The corner of his mouth twitched. “Hi yourself. Your bite packs a punch.”

“You—” Reeve sputtered, indignant and gloriously (if all too briefly) speechless. “You turned him? Who even is he?”

Lydia half-turned to Case. “You want to introduce yourself?”

He nodded. “Case Jackson,” he said to Reeve. “But I don’t think I’ll shake your hand. I know I got here late, but I feel like Lydia’s probably already told you to leave.”

“I have.”

“And then you attacked her,” Case said. The hint of humor that had been in his voice vanished completely at that.

Reeve ignored all of this to say belatedly, “I don’t care what your name is! What are you doing here? You can’t—” He wheeled on Lydia. “You can’t turn humans! They don’t have any right to join our world! And he can’t interfere in an alpha challenge. Don’t even think of getting him involved in all this.”

Oh, I’ve thought about it. I’ve thought all about it, and I’m going to enjoy it. Especially since it seems like now I’ve bowled you over for a change.

“Your weird ideas about who deserves a wolf aside,” Lydia said, “it’s perfectly legal to turn a consenting human who knows what he’s saying yes to. The Overpack has never had a problem with that. Case signed a form and everything. It’s on file at Turner Lowe, and they can even show it to you if you’re curious.”

Of course, that wasn’t good enough for Reeve. Turner Lowe was a shifter institution that had been around for over a century, but the idea of writing down laws and abiding by them was still a little too “human” for Reeve, even if generations of his own ancestors disagreed with him about that. His way of looking at the world had nothing to do with wolf history. The tradition of self-important “savagery” he was ostensibly trying to hold on to had never actually existed.

She was pretty sure Reeve secretly knew that, too. Everything he claimed to believe in was just another way to get what he wanted.

She talked over his ranting explanations about how Turner Lowe and informed consent didn’t matter, all that mattered was keeping the world of shifters secret and pure. She added:

“And you’re wrong about another thing, too. Case can get involved. If you come and challenge me when the time comes, he will be involved. He’s going to be my mate.”

The second the words were out of her mouth, she had the nightmarish realization that Case could have changed his mind. One look at him, thank God, told her that he hadn’t.

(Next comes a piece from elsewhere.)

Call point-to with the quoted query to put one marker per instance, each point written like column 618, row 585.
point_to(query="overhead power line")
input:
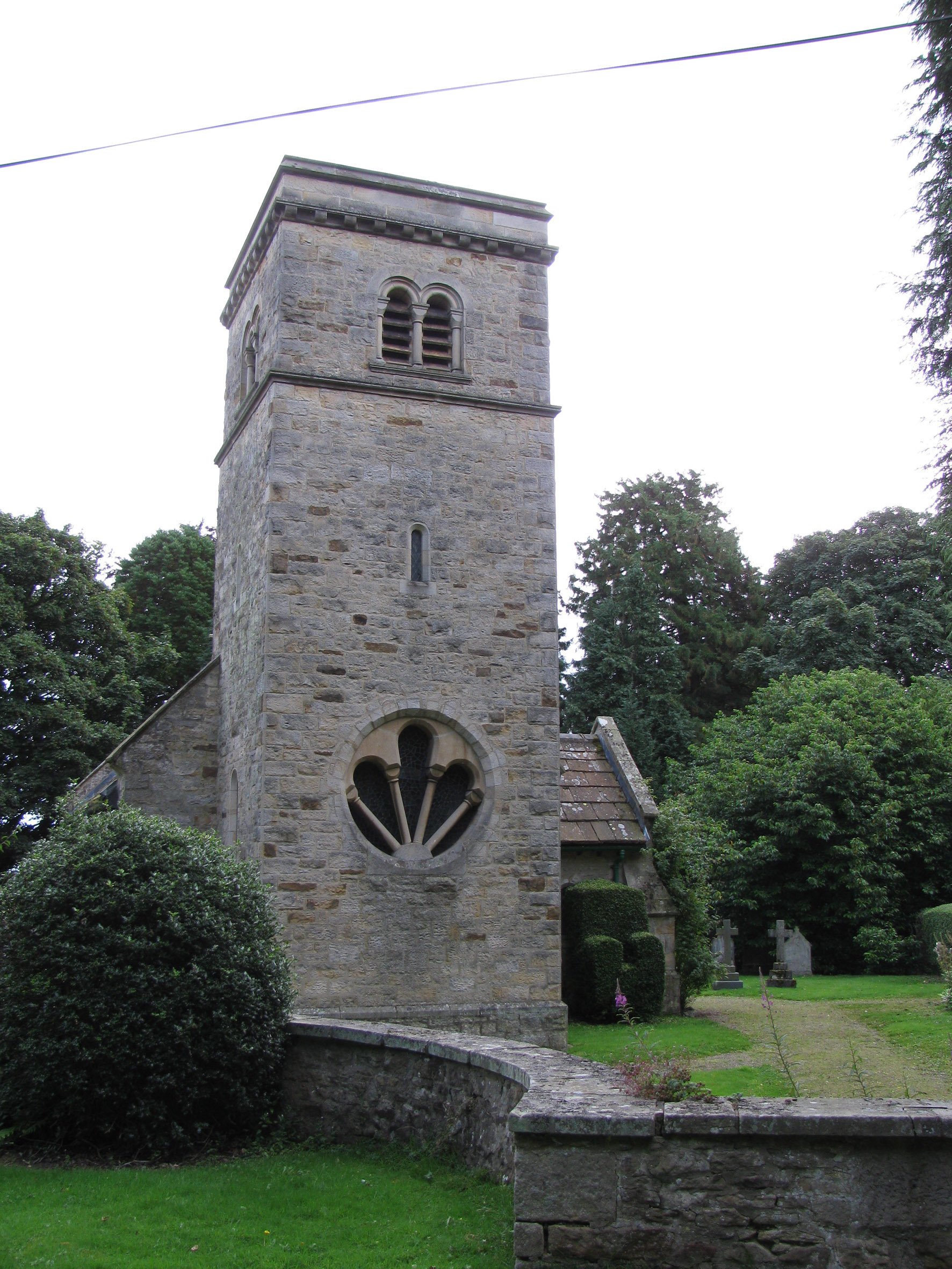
column 467, row 88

“You recruited and turned a human to fight me,” Reeve snarled at her. “And you think that’s fair?”

The answer to that was so clear that it legitimately took her a moment to realize he meant it as a real question.

“Yes! Obviously! If facing down co-alphas is too much for you, you’re more than welcome to never come back here .”

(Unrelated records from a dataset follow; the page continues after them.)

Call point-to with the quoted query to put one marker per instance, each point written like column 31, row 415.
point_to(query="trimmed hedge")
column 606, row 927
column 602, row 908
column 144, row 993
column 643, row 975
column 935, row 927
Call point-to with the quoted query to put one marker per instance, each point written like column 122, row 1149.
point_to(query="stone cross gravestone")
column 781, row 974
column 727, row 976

Reeve’s whole face twisted in disgust. “You’re not getting off that easily. Not you, and not your human .”

“I’m clearly a werewolf now,” Case pointed out. “You saw me.”

“This isn’t over,” Reeve said, spitting at their feet. He shifted and stalked off, the pack parting to let him through. The ones who had shifted indulged in growling at him before they turned human again.

It could be wishful thinking on her part, but Lydia was pretty sure that her people looked a tiny bit less cowed than they had earlier. They were certainly eyeing Case with open speculation, and at least some of that speculation was hopeful. It was hard to make a better debut than saving another wolf in a fight.

“So ....” It was Pam Delaney again. She looked back and forth between Case and Lydia. “Is this for real?”

Wolves believed in the power of gestures over words, and this seemed like the right time for a good one.

Lydia held out her hand to Case, and he took it.

To her surprise and delight, the pack erupted in ragged cheers.